Merci à la fondation du roi Abdelaziz Al Saoud et à son directeur Mohamed Sghir Janjar, dont l'aide nous a été précieuse pour l'iconographie de ce dossier.

Histoire. Les grands libertins de l’islam

La belle buveuse, école Qâjdâr, fin
XVIIIème - début XIXème siècle,
in A.M. Kevorkian et J.P. Sicre,
Les jardins du désir ; sept siècles
de peinture persane,
Phébus, 1983
De 740 à 1200, de Bagdad à Cordoue, d’Abou Nawas à Ibn Rochd, un vent de liberté a soufflé sur le monde musulman.
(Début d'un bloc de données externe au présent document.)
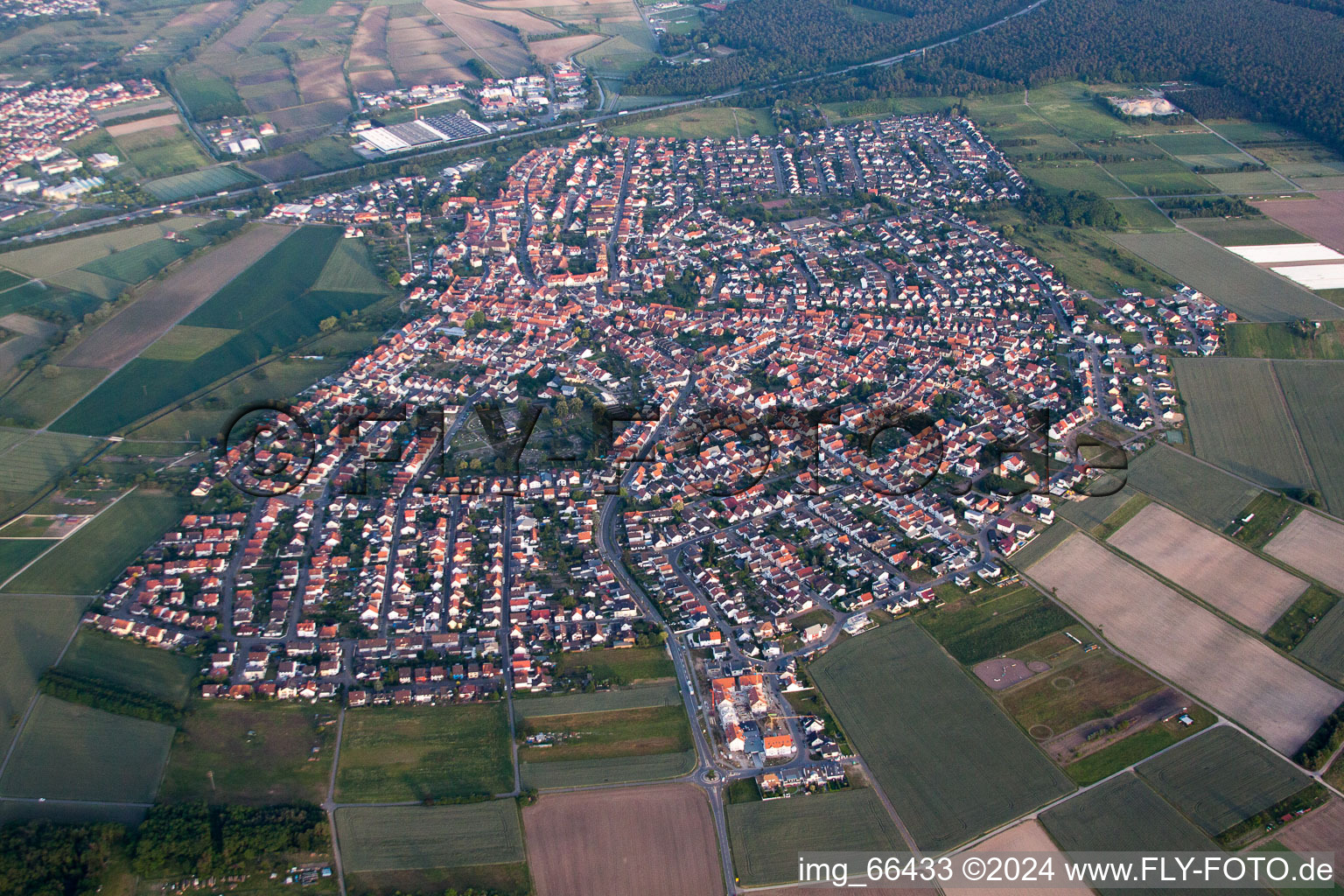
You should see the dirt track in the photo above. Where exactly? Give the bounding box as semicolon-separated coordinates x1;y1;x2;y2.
60;224;294;371
1031;533;1344;753
523;785;723;896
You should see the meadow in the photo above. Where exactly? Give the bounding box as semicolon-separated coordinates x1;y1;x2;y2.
60;626;200;710
810;620;1071;850
1108;231;1344;321
336;799;527;872
1136;727;1311;836
4;489;186;594
52;227;384;435
0;695;173;802
725;788;905;886
336;703;514;802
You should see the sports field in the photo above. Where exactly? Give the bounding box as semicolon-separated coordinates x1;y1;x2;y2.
523;785;724;896
60;626;200;708
1031;535;1344;753
725;788;906;886
336;799;526;872
1109;504;1306;633
336;703;514;802
0;695;173;802
1109;231;1344;321
1136;727;1311;836
4;489;184;594
810;620;1071;850
160;700;336;806
0;596;88;755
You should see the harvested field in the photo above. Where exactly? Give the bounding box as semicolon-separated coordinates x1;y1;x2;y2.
1109;233;1344;321
108;111;181;137
809;620;1069;850
1264;512;1344;592
523;785;724;896
528;33;602;66
1031;535;1344;753
62;224;294;369
727;788;905;886
1174;357;1312;489
942;821;1091;896
1256;189;1344;251
1110;504;1306;633
1136;725;1312;836
973;657;1050;690
1276;799;1344;881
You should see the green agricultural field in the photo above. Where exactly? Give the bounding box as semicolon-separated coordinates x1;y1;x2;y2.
1103;158;1218;196
1226;321;1344;361
725;788;905;886
158;700;336;806
336;799;527;872
4;489;184;594
0;367;108;426
810;620;1071;850
145;165;256;203
336;703;514;802
1000;650;1166;740
60;626;200;710
1040;775;1247;896
0;539;55;582
914;587;1076;666
0;598;88;755
1174;357;1313;494
514;681;682;718
1110;233;1344;321
1126;444;1264;529
1274;361;1344;516
0;695;173;802
1065;707;1218;788
557;648;676;683
1180;215;1312;246
52;227;384;435
1136;727;1311;836
517;705;692;763
520;746;696;790
612;106;780;140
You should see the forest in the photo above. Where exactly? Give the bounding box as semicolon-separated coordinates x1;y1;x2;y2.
625;0;1344;148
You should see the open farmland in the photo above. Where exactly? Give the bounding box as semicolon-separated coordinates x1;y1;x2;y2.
160;700;336;800
727;788;906;886
1256;189;1344;253
1040;774;1247;896
0;595;88;755
523;785;724;896
0;695;173;802
1274;361;1344;516
1031;535;1344;753
810;620;1069;850
336;799;526;872
336;703;514;802
52;227;386;434
1110;233;1344;321
1136;725;1311;836
942;821;1091;896
4;489;184;594
1174;357;1312;489
1264;512;1344;592
1110;504;1306;633
62;226;294;369
1125;444;1264;530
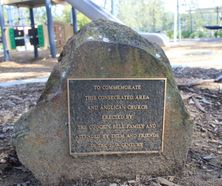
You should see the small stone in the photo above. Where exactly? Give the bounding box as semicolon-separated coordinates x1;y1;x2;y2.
210;124;216;128
201;127;207;132
128;180;136;183
217;151;222;155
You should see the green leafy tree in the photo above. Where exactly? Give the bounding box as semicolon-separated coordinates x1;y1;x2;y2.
118;0;164;31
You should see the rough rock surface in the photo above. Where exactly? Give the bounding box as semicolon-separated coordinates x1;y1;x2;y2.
12;19;192;185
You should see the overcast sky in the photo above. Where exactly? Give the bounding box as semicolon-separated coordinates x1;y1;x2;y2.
92;0;222;12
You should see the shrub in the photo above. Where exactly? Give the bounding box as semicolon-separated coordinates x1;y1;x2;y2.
181;30;191;38
166;30;174;39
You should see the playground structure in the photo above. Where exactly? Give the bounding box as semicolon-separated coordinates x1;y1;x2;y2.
0;0;170;61
186;6;222;30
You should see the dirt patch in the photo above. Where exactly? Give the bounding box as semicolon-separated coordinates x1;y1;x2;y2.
0;38;222;186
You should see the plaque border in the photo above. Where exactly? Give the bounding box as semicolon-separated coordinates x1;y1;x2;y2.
67;78;167;156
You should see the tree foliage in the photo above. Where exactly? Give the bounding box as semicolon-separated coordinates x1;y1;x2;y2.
118;0;164;31
34;5;90;29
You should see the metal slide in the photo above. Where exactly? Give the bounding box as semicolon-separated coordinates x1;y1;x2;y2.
53;0;170;47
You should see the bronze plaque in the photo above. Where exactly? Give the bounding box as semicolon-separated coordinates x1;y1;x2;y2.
67;78;167;155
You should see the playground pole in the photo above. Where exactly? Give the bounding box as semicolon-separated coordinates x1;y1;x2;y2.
45;0;56;59
72;6;78;34
29;8;39;58
0;0;10;61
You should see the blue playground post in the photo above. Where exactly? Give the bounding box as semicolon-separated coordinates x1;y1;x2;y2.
45;0;56;59
29;8;39;58
72;6;78;34
0;0;10;61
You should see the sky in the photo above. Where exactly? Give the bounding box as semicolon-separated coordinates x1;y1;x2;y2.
92;0;222;13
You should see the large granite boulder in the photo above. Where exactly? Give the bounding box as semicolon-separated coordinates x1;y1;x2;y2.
12;19;192;185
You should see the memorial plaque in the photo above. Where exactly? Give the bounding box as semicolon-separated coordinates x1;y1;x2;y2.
67;78;166;155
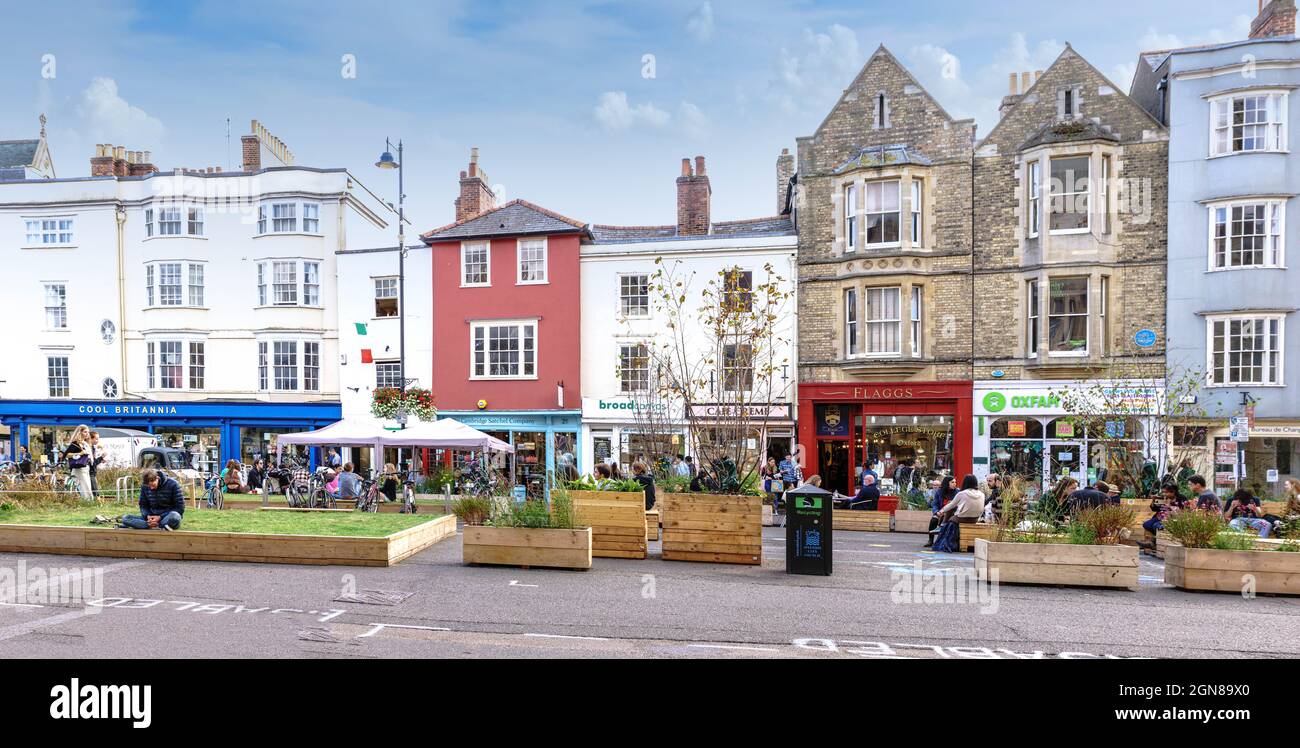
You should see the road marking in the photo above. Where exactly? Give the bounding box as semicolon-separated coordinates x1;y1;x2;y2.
686;644;776;652
524;634;608;641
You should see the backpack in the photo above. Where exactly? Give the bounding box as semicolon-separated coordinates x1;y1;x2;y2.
935;522;961;553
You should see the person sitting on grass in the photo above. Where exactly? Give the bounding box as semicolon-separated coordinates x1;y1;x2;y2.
1223;488;1273;537
118;470;185;529
338;462;361;498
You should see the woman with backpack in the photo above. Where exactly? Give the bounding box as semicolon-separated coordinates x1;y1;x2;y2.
62;424;95;501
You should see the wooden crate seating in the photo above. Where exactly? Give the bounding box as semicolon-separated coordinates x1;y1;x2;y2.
831;509;889;532
569;490;647;558
957;523;997;553
659;493;763;566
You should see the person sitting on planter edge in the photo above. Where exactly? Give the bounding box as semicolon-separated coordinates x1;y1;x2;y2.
118;470;185;529
1223;488;1273;537
936;475;984;524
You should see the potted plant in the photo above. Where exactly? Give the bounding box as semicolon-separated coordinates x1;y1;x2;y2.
455;487;592;570
975;505;1138;589
893;488;933;532
1161;510;1300;594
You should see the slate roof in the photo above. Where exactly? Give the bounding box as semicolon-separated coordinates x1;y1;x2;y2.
833;143;932;174
592;216;794;245
1021;120;1119;151
420;200;586;243
0;140;40;169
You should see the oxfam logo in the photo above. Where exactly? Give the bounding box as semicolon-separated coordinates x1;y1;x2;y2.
984;392;1006;412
Les pouvoirs n’étaient pas plus libéraux qu’aujourd’hui, mais le foisonnement culturel et l’amour de la vie forçaient le destin.
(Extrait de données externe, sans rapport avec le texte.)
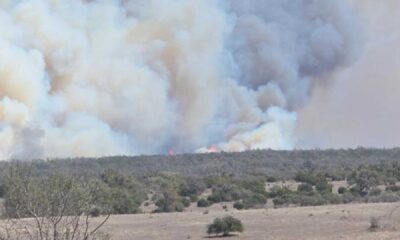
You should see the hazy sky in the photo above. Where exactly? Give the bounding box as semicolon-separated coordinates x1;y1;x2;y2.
297;0;400;147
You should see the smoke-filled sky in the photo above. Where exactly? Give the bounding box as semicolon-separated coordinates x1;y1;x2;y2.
0;0;400;159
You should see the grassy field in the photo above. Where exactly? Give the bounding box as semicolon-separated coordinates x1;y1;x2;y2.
104;203;400;240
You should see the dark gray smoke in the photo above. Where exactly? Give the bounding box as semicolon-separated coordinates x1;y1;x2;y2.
0;0;360;158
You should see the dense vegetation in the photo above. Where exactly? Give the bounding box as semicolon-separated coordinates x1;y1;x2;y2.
0;148;400;216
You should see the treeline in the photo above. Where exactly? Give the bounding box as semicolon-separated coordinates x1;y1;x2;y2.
0;148;400;216
0;148;400;179
0;162;400;216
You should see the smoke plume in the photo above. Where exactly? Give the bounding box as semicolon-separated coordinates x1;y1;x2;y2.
0;0;361;159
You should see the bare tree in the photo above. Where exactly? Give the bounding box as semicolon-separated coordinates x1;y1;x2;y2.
0;164;110;240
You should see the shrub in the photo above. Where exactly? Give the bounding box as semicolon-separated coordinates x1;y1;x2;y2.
197;198;211;207
342;192;357;203
267;177;277;183
233;201;244;210
368;188;382;196
368;217;380;231
181;198;191;207
322;193;342;204
315;180;333;193
207;216;243;236
297;183;314;193
338;186;348;194
386;185;400;192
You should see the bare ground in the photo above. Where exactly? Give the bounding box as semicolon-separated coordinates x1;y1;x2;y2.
104;203;400;240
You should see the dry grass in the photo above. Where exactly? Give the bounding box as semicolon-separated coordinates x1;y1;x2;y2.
101;203;400;240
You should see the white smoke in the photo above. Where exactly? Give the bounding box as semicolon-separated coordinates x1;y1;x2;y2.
0;0;360;158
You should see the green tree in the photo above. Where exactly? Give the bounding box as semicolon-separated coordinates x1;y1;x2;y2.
207;216;243;236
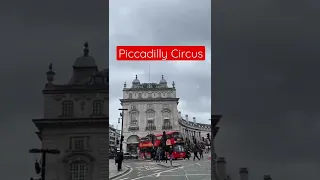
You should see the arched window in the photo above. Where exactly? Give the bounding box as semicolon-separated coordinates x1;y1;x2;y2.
130;112;139;126
70;162;88;180
92;100;103;115
146;110;156;131
62;100;73;117
162;111;172;130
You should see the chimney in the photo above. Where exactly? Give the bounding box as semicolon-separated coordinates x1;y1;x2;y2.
217;157;227;179
239;168;249;180
263;175;272;180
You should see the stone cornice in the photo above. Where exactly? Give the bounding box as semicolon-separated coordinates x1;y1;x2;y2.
179;119;211;132
120;98;180;103
123;88;176;91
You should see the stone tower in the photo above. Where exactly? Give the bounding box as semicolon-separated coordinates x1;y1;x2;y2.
33;43;109;180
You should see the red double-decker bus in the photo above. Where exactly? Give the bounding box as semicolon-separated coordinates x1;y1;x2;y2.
139;131;186;159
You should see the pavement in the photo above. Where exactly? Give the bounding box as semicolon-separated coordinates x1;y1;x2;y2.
114;155;211;180
109;160;130;179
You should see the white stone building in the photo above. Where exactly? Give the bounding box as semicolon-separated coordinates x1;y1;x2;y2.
33;43;109;180
120;76;211;152
120;76;180;152
109;124;120;151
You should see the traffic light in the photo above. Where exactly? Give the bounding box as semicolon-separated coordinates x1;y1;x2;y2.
151;136;154;144
34;161;41;174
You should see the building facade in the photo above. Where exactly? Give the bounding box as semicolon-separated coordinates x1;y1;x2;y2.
33;43;109;180
120;76;179;152
120;76;211;152
109;124;120;151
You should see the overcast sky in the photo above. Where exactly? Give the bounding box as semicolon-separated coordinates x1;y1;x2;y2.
0;0;320;180
109;0;211;128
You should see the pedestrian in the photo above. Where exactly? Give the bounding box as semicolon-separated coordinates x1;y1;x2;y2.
186;150;191;160
156;147;161;162
117;151;123;171
199;149;203;159
193;145;200;161
162;148;168;163
169;148;173;166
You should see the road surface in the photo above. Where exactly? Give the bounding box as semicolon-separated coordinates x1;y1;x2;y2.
115;156;211;180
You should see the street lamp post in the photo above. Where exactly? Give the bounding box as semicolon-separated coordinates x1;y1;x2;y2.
118;108;128;152
29;149;60;180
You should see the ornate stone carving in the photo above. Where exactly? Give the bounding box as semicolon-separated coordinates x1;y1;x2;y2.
53;94;66;101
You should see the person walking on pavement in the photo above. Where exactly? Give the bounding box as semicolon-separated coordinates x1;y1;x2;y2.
193;144;200;161
169;148;173;166
156;147;161;162
117;151;123;171
184;150;191;160
199;148;203;159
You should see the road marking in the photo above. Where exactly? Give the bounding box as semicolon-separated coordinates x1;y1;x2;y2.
131;167;181;180
114;166;133;180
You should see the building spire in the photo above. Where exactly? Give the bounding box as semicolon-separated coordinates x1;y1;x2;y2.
83;42;89;56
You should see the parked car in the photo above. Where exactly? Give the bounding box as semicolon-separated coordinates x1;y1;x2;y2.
123;153;138;159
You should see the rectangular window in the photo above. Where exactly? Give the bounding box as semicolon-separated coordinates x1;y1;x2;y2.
70;137;89;150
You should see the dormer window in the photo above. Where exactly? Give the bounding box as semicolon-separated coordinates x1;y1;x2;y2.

Un million d’habitants, 70.000 juifs, des salons littéraires où l’on se déclare ouvertement impie, une vie nocturne mouvementée, des houris et éphèbes dans des maisons offertes à la luxure, des tavernes où le vin coule à flot… Où sommes-nous ? A Bagdad, à fin du VIIIème siècle (IIème de l’hégire). Treize
siècles plus tard, on en est vraiment loin. à l’époque, Bagdad, à peine récupérée par la dynastie des Abbassides, est en ébullition. Dans le métissage qu'offre la ville médiévale, de plus en plus de poètes et de philosophes, quoique musulmans dans l’âme, prônent le droit de "disposer librement de leur corps et de leur esprit". Une longue tradition de libertins est née. Une histoire tortueuse s’ensuit. La parenthèse ne sera refermée définitivement qu’au XIIIème siècle, à l’autre bout du monde musulman, à Cordoue précisément, sous l’impulsion de fuqaha orthodoxes, relayés par la bigoterie des Almohades à Marrakech. En tentant, sept siècles plus tard, de revisiter cette parenthèse de scepticisme et de liberté, le philosophe égyptien Abderrahmane Badaoui s’est voulu optimiste : "Les mouvements sunnites et salafistes prennent la religion au mot. Ils constituent des moments de crise dans la vie spirituelle des musulmans. Dès que la communauté s’en sera débarrassée, elle pourra reprendre son évolution normale". Ce n’est pas encore le cas. Mais rien ne nous empêche, comme lui, de revisiter cette période où des individus libres ont bravé les interdits, profité parfois d’îlots de tolérance ou subi les pires persécutions.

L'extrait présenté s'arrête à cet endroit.